Y nos perdíamos calle abajo por la parte vieja de nuestra ciudad. Visitábamos todas las tabernas comiendo pinchos y bebiendo zuritos mientras el amor se nos subía a la cabeza y al corazón.
Y cuando anochecía subíamos las escaleras del puerto y paseábamos por el Paseo Nuevo hasta Gros, sintiendo que aquello era lo más hermoso que nos podía pasar.
Y el sabor del mar se me pega hoy a los labios, agrietados como entonces, y pasa amargo por mi garganta.
- Es imposible sentir el mar en los labios- me decías- porque una cosa es oler la hierba y otra muy distinta que el mar se te meta en la boca.
....Y es en la boca del alma donde hoy llevo metidas todas las horas que pasamos juntas, y también la enorme sensación de vacío que me has dejado. Se ha apagado con tu marcha el sol y se ha encendido una oscuridad inmensa sobre mi vida.
Ya no hay barcos en la mar, ni tardes calurosas, ni paseos. Sólo una terrible catarata de días aplastándome el corazón.
Yo sé que el viaje al Norte ya nunca será igual. Sóla en el autobús recorro km de mi vida a través del paisaje que pasa veloz. Y sé que en algún lugar del camino estás tú.

Siempre me recordabas que las emociones dependían de la dirección que llevasen. Por eso esta mañana de enero, camino de Donosti en mi alma se agolpan todas las horas vividas a tu lado y no es necesario cerrar los ojos para sentir dolorosamente este olor a viento y sal que tu cuerpo desprendía.
Antes de emprender este viaje final, he cerrado la casa donde vivimos. A tí nunca te gustó esta ciudad porque estaba lejos del mar y te faltaba el aire y el color azul.

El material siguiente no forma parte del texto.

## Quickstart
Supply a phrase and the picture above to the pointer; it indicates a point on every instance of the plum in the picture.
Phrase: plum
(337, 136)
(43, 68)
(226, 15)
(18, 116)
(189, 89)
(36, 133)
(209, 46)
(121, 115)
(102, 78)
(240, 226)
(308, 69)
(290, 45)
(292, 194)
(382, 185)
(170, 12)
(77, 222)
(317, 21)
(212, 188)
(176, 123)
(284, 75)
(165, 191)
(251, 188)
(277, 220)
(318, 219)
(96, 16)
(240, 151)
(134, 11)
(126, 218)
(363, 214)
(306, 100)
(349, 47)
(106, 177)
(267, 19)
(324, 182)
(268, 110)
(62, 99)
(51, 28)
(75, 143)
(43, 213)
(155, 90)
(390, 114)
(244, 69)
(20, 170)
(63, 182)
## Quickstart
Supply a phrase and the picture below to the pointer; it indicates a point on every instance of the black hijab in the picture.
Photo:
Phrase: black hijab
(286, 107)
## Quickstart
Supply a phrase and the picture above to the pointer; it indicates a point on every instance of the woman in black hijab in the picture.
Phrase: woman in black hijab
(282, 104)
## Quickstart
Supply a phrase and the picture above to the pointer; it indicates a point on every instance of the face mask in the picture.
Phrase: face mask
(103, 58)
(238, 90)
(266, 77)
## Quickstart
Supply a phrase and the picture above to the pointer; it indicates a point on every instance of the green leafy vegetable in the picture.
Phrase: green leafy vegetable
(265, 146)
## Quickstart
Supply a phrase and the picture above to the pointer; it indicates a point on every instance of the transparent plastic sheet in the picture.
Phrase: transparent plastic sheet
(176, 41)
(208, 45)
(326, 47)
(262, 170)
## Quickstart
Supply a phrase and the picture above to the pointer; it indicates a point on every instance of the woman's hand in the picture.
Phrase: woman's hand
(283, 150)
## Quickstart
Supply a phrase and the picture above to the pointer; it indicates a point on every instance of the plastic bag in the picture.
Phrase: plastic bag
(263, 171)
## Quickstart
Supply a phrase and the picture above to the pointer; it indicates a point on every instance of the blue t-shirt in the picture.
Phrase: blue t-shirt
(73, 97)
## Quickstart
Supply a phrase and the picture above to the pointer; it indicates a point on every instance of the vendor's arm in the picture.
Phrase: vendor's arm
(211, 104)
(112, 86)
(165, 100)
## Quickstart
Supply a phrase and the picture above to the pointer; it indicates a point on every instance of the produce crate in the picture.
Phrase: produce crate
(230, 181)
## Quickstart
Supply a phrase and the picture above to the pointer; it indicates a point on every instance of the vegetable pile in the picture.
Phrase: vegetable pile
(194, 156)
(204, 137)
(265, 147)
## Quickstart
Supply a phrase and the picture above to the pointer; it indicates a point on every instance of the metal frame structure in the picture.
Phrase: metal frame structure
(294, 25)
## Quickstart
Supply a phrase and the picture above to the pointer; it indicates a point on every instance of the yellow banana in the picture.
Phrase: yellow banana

He dejado todos los objetos como estaban. Yo no tengo valor para permanecer allí un día más. Cada rincón de la casa es una enorme grieta por donde se van colando uno a uno los recuerdos todavía vivos.
...Y empiezo a notar que a mí también me falta el aire; y me llega la imágen tibia de una noche de verano en la que me hablaste por vez primera de la mar.
Porque tú amabas en femenino- decías- y por eso me quisiste desde el primer día que me viste en el malecón.
Todavía siento tus ojos fijos en mí. Volví al día siguiente y todos los demás días.
Y una tarde en la que el sol comenzaba a esconderse, me hablaste de cómo el yodo convertía las energías negativas en positivas y hasta curaba la tristeza y el desamor.
Me confesaste lo mucho que te gustaba ese sitio y que me habías visto días atrás.
Fue entonces cuando me entró la risa y luego las dos reímos como dos tontas. Meses después seguimos encontrándonos en el Paseo Nuevo. Hablábamos de infinidad de cosas y poco a poco me enamoré de tí.
Aunque ahora sé que te quise desde siempre.
Hoy, mientras observo cómo cae la lluvia detrás del cristál, me acuerdo de la tarde de mayo que bajamos por primera vez a la playa. Empezaba a hacer buen tiempo y nos gustaba jugar en la arena y besarnos despacio para comprobar que el salitre de la mar hacía más largo el beso.
Esta mañana de enero la noticia de tu muerte me ha traído todos los olores del pasado mezclados. Voy a tu encuentro en este nuestro último viaje.
No sé si la Tierra ha dejado de rotar, o soy yo la que permanezco inmóvil.
Pero sobreponiéndome al dolor inmenso de perderte, cumpliré tus deseos, y te juro amor, que descansarás con un manojo de viento entre los dedos.
...Y el sabor de la mar que tanto amamos, en tu última sonrisa.